If taking a look at the Washington Redskins‘ coaching staff, who would be considered the weak link? Simple answer to that question, there isn’t one.
The Redskins are fortunate enough to have a stellar staff, whom all have been successful at some point and time in their career. Head coach Mike Shanahan, as we all know, has won two Super Bowl rings while coaching the Denver Broncos. With the way he is constantly scrutinized in Washington, you would think this is his first stint as a head coach.
I’m a strong believer that Shanahan was the vital piece to winning those rings. Yes, he had John Elway and Terrell Davis on those teams, but there could be an argument made that he is the reason they turned out to be so successful – especially with Davis, who was also a sixth-round draft pick like Alfred Morris. Now that the Redskins have the personnel to be successful, Shanahan could lead them back to the promise land.
Mike Shanahan’s son, Kyle Shanahan, has proven that he is a successful offensive coordinator in the National Football League. There were many speculating that Kyle would get a few head coaching interviews this off-season, but I’m starting to doubt that. However, he is in the perfect situation in Washington. He has arguable the most exciting quarterback in the NFL, in Robert Griffin III, to coach up. He has a bruising running back in Morris, and a deep threat wide-receiver in Pierre Garcon. This is the most talented offense he’s had a chance to get his hands on. I think another year or two with the Redskins would pay him dividends, and help land him a future head coaching position.
Redskins defensive coordinator Jim Haslett, like Mike Shanahan, has also been criticized quite a bit this season. With the Redskins defense struggling throughout the year, Haslett took a lot of the blame for not constructing an efficacious game-plan. To cut him some slack, his defense had an abundance of injuries that they were dealing with. Those injuries also came to valuable players.

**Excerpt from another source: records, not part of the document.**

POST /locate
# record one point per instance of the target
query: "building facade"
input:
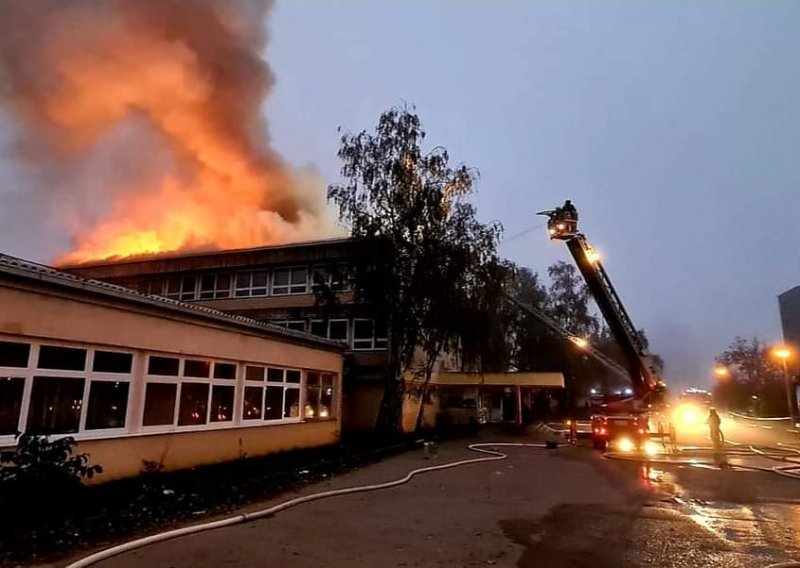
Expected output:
(282, 285)
(148, 383)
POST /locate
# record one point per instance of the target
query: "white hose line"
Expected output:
(756, 419)
(494, 455)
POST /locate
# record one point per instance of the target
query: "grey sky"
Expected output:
(674, 126)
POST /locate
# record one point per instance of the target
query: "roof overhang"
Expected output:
(542, 380)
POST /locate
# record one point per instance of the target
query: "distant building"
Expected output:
(789, 303)
(148, 383)
(277, 284)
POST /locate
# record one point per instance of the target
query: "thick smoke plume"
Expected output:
(142, 121)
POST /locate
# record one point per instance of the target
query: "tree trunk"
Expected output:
(391, 409)
(421, 410)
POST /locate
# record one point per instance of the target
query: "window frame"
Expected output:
(138, 379)
(289, 286)
(375, 343)
(88, 375)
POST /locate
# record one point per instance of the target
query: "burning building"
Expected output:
(140, 123)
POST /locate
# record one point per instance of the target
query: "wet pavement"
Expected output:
(565, 507)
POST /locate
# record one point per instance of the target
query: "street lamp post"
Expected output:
(784, 354)
(721, 372)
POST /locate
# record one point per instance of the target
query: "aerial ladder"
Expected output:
(580, 342)
(647, 386)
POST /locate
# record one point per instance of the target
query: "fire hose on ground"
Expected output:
(484, 448)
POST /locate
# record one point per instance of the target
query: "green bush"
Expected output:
(42, 478)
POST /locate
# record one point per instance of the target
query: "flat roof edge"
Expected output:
(31, 271)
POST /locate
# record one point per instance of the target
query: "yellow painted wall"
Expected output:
(68, 317)
(123, 457)
(45, 315)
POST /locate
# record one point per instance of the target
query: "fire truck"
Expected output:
(629, 423)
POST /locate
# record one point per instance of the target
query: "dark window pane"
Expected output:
(14, 354)
(320, 276)
(173, 287)
(326, 409)
(252, 403)
(194, 404)
(299, 276)
(292, 408)
(194, 368)
(159, 404)
(273, 405)
(55, 406)
(63, 358)
(111, 362)
(260, 280)
(318, 327)
(224, 371)
(362, 334)
(223, 285)
(163, 366)
(254, 373)
(362, 329)
(311, 409)
(207, 286)
(338, 330)
(243, 280)
(187, 288)
(156, 287)
(281, 277)
(108, 403)
(10, 404)
(222, 403)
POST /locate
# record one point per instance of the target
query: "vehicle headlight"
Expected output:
(625, 445)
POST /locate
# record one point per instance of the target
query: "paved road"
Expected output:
(568, 507)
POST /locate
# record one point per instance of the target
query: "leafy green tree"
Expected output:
(437, 264)
(755, 382)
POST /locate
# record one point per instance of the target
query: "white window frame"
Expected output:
(32, 371)
(250, 289)
(348, 335)
(290, 287)
(333, 409)
(138, 379)
(375, 343)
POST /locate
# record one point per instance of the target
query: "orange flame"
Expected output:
(195, 76)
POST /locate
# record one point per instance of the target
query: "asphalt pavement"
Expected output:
(564, 507)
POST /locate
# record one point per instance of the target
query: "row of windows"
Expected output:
(359, 334)
(49, 389)
(245, 284)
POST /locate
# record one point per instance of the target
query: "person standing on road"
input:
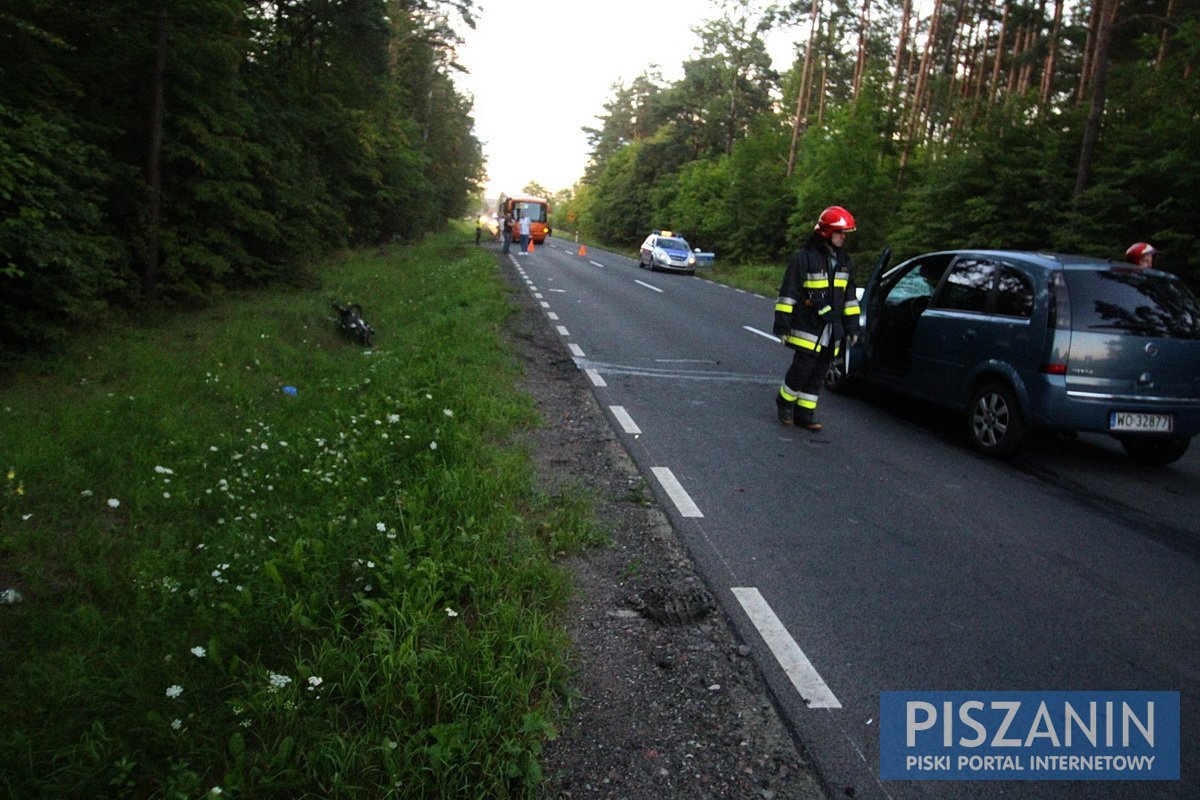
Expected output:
(1141, 254)
(507, 229)
(816, 310)
(525, 232)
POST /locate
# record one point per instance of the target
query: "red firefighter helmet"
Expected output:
(1138, 250)
(834, 220)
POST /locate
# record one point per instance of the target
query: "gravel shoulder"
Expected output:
(669, 702)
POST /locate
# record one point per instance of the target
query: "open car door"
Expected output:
(841, 366)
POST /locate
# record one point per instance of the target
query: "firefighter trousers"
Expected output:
(802, 384)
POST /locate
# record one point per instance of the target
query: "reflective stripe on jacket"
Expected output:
(809, 300)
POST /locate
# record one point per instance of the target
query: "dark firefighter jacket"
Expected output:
(816, 292)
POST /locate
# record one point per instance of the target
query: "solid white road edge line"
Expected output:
(799, 669)
(671, 486)
(625, 420)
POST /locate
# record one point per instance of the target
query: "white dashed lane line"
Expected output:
(799, 669)
(762, 334)
(676, 492)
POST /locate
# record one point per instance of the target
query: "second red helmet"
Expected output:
(834, 220)
(1138, 250)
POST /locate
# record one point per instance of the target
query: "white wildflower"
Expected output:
(276, 681)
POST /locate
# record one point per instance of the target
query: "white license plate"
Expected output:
(1141, 422)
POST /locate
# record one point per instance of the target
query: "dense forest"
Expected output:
(154, 152)
(1051, 125)
(159, 151)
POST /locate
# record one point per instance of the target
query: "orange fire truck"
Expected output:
(535, 208)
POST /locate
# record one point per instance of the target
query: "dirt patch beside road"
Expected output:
(665, 709)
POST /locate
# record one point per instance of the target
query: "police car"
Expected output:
(665, 250)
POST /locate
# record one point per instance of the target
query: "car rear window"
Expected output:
(1138, 304)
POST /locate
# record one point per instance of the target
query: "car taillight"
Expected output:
(1059, 320)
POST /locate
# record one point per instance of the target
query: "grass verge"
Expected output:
(243, 555)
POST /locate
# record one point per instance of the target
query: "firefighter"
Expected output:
(1141, 254)
(816, 313)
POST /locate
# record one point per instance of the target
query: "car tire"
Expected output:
(994, 421)
(1158, 451)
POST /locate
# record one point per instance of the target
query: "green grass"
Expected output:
(347, 591)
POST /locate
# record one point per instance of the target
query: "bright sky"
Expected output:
(540, 72)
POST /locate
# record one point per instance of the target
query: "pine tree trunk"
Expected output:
(1000, 50)
(1051, 58)
(901, 46)
(861, 62)
(798, 121)
(154, 156)
(1086, 68)
(1099, 83)
(1171, 7)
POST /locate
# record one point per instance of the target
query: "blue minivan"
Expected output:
(1024, 341)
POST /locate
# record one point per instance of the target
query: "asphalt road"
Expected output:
(889, 554)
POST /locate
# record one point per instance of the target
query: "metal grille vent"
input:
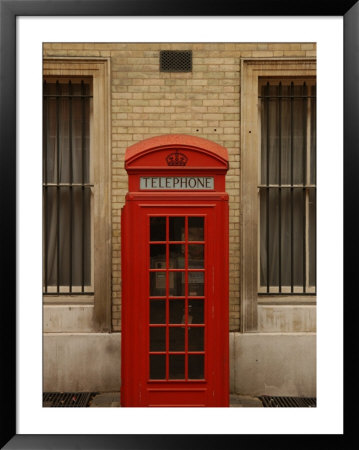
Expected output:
(176, 60)
(66, 399)
(288, 402)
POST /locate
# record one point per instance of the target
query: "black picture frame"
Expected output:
(9, 10)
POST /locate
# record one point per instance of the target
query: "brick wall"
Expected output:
(205, 102)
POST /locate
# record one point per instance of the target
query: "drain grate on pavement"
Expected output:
(288, 402)
(66, 399)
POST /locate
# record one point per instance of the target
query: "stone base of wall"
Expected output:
(260, 363)
(273, 364)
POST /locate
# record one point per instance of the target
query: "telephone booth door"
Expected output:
(175, 297)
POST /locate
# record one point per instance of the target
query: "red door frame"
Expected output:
(151, 157)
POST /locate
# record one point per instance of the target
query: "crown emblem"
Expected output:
(176, 159)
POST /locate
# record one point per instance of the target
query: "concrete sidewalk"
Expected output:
(113, 400)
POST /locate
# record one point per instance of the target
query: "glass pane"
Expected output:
(195, 366)
(157, 311)
(177, 311)
(157, 339)
(73, 237)
(157, 367)
(196, 228)
(158, 228)
(176, 228)
(196, 256)
(177, 282)
(158, 256)
(195, 338)
(196, 311)
(312, 234)
(157, 284)
(177, 339)
(176, 367)
(196, 283)
(177, 256)
(313, 138)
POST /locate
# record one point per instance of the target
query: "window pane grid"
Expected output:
(184, 328)
(66, 187)
(287, 188)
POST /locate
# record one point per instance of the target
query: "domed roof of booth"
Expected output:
(180, 142)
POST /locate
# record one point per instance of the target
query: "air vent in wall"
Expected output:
(176, 60)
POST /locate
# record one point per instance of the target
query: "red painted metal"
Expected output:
(157, 369)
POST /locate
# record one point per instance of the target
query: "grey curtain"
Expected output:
(287, 211)
(67, 203)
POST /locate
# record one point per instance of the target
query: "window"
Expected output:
(278, 194)
(67, 186)
(76, 185)
(287, 186)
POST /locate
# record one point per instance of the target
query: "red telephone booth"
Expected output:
(175, 274)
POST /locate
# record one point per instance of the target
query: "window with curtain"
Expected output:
(67, 186)
(287, 187)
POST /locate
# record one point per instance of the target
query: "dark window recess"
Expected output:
(176, 61)
(66, 186)
(287, 189)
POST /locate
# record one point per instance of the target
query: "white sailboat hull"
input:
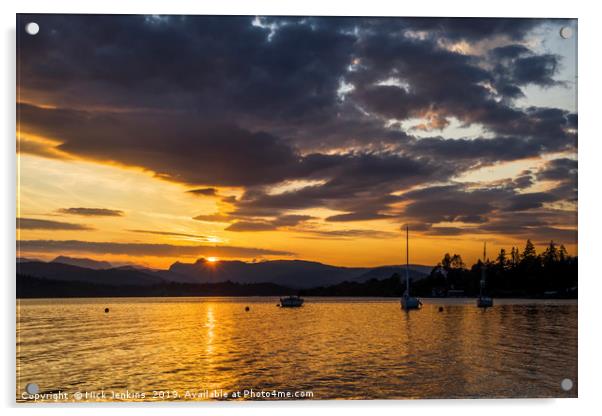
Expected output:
(484, 302)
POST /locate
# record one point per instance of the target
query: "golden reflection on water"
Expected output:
(336, 348)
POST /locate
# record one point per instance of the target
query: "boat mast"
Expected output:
(483, 268)
(407, 261)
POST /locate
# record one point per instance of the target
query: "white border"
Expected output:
(589, 160)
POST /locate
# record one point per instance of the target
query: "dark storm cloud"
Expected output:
(142, 249)
(268, 225)
(92, 212)
(450, 203)
(564, 172)
(522, 202)
(474, 29)
(178, 148)
(204, 191)
(173, 234)
(35, 224)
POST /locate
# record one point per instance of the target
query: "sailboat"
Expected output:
(407, 301)
(484, 301)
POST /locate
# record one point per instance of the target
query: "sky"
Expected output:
(154, 139)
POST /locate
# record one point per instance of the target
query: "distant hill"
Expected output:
(66, 272)
(416, 272)
(83, 262)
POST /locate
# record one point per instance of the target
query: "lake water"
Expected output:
(204, 348)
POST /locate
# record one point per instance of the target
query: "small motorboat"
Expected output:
(291, 302)
(409, 302)
(484, 302)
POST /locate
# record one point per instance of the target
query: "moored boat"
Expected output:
(484, 301)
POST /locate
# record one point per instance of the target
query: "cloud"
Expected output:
(345, 234)
(142, 249)
(343, 102)
(92, 212)
(213, 218)
(35, 224)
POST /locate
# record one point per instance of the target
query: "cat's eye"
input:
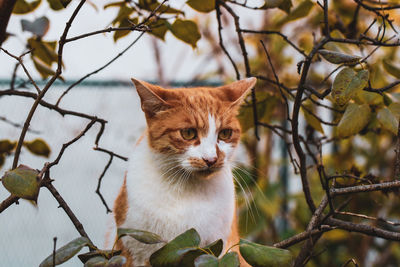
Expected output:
(189, 133)
(225, 134)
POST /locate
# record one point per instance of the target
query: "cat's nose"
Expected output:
(210, 161)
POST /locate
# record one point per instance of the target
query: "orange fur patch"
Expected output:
(190, 108)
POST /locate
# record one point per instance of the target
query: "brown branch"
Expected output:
(97, 70)
(2, 118)
(364, 188)
(6, 7)
(108, 30)
(48, 85)
(363, 229)
(221, 41)
(277, 80)
(20, 61)
(112, 155)
(78, 225)
(284, 37)
(302, 236)
(307, 248)
(295, 125)
(99, 184)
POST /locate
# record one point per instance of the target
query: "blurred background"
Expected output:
(272, 205)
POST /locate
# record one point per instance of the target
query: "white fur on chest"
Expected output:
(156, 206)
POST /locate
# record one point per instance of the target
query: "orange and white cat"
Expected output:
(179, 174)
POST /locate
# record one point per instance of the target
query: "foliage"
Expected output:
(335, 61)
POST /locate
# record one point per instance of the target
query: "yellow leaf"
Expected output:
(347, 84)
(388, 120)
(203, 5)
(354, 119)
(391, 69)
(187, 31)
(22, 182)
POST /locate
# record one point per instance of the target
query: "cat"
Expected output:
(179, 175)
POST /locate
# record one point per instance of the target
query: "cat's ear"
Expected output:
(150, 97)
(236, 91)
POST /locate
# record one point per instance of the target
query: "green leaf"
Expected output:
(354, 119)
(388, 120)
(22, 182)
(215, 247)
(98, 261)
(172, 253)
(391, 69)
(186, 30)
(23, 7)
(300, 11)
(124, 23)
(311, 120)
(159, 28)
(263, 256)
(230, 259)
(272, 3)
(66, 252)
(116, 261)
(38, 147)
(206, 260)
(6, 146)
(58, 4)
(202, 5)
(191, 254)
(39, 26)
(123, 13)
(370, 98)
(139, 235)
(347, 84)
(92, 254)
(338, 58)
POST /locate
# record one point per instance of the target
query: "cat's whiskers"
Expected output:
(248, 196)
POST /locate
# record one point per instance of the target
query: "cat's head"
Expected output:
(196, 128)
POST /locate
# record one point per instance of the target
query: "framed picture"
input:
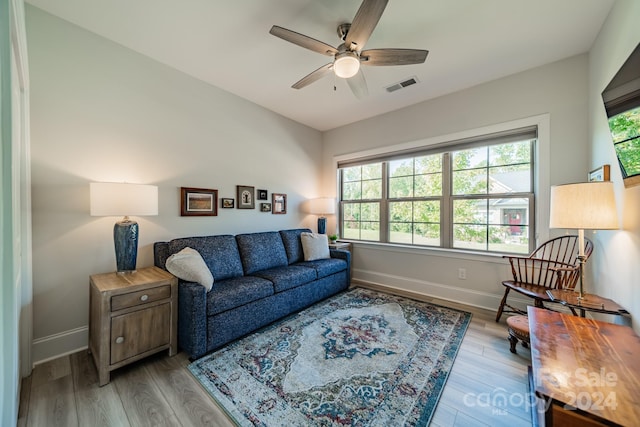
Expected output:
(198, 202)
(279, 203)
(246, 197)
(600, 174)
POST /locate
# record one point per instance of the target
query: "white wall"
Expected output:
(616, 265)
(101, 112)
(15, 216)
(558, 91)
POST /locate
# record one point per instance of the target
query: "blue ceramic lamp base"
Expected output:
(125, 239)
(322, 225)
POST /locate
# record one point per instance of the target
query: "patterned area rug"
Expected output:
(360, 358)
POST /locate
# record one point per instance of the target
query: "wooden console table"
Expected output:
(585, 372)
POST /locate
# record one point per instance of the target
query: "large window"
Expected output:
(472, 195)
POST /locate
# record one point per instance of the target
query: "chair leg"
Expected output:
(502, 303)
(513, 341)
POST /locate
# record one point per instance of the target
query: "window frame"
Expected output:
(530, 132)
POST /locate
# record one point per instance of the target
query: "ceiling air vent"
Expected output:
(408, 82)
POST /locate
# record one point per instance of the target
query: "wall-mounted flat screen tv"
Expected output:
(622, 103)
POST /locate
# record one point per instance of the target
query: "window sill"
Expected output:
(430, 251)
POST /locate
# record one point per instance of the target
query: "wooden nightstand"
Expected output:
(131, 316)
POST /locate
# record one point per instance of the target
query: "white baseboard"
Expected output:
(466, 296)
(61, 344)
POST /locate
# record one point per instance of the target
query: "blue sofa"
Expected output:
(258, 278)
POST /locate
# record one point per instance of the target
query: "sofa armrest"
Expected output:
(345, 255)
(192, 318)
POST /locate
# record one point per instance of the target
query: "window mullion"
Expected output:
(384, 204)
(446, 204)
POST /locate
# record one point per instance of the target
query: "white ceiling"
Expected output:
(227, 44)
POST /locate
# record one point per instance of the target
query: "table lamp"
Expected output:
(587, 205)
(116, 199)
(322, 206)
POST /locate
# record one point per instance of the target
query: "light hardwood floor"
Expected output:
(487, 386)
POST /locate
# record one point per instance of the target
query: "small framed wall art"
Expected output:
(279, 203)
(246, 197)
(600, 174)
(198, 202)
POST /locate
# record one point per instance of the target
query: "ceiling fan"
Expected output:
(348, 57)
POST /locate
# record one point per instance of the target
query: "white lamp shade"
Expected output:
(588, 205)
(121, 199)
(322, 206)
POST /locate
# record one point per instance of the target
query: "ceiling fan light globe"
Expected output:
(346, 66)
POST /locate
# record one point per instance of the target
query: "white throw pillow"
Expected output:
(189, 265)
(315, 246)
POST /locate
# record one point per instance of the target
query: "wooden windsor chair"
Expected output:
(553, 265)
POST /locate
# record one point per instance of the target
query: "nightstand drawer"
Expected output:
(132, 299)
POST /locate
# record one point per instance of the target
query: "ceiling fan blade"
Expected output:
(364, 23)
(314, 76)
(303, 41)
(393, 56)
(358, 85)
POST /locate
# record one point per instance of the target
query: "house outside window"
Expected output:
(468, 195)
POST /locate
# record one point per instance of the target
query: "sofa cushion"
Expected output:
(235, 292)
(325, 267)
(188, 265)
(220, 253)
(261, 251)
(315, 246)
(292, 244)
(284, 278)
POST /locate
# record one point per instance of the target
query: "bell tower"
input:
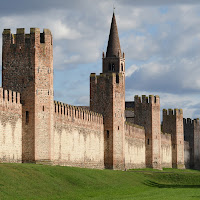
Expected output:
(107, 96)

Brian Orakpo, Adam Carriker, Brandon Meriweather, and Tanard Jackson all missed the majority of the season. So what did Haslett do? Well, he put a huge bandage over his defense, and found ways to make it work. He mixed and matched players in the secondary, he found different schemes to run, and he made the best out of what he had. What did it lead to? Well, the Redskins forced timely turnovers and were a “bend but don’t break” defense. I think it was amazing what Haslett was able to pull off with a depleted group. Once they are healthy, and they add a few pieces to the secondary, they could get back to being a stout defense.
Mike, as I mentioned earlier, is a Super Bowl winning coach. Kyle has been a productive offensive coordinator since entering the NFL, which he started off with the Houston Texans. Haslett has been an honorable player with the Buffalo Bills, a head coach with the New Orleans Saints, and has been a very accomplished defensive coordinator with multiple teams. Not to mention Raheem Morris, who was once head coach of the Tampa Bay Buccaneers, is the defensive backs coach. Even though I don’t believe he’ll continue to be on the staff next season.
The Redskins’ 2012 season was a perfect example of what coaches can accomplish when surrounded by talented players. With a healthy roster next season, this collection of coaches could be the ideal group to lead the Redskins back to a Super Bowl.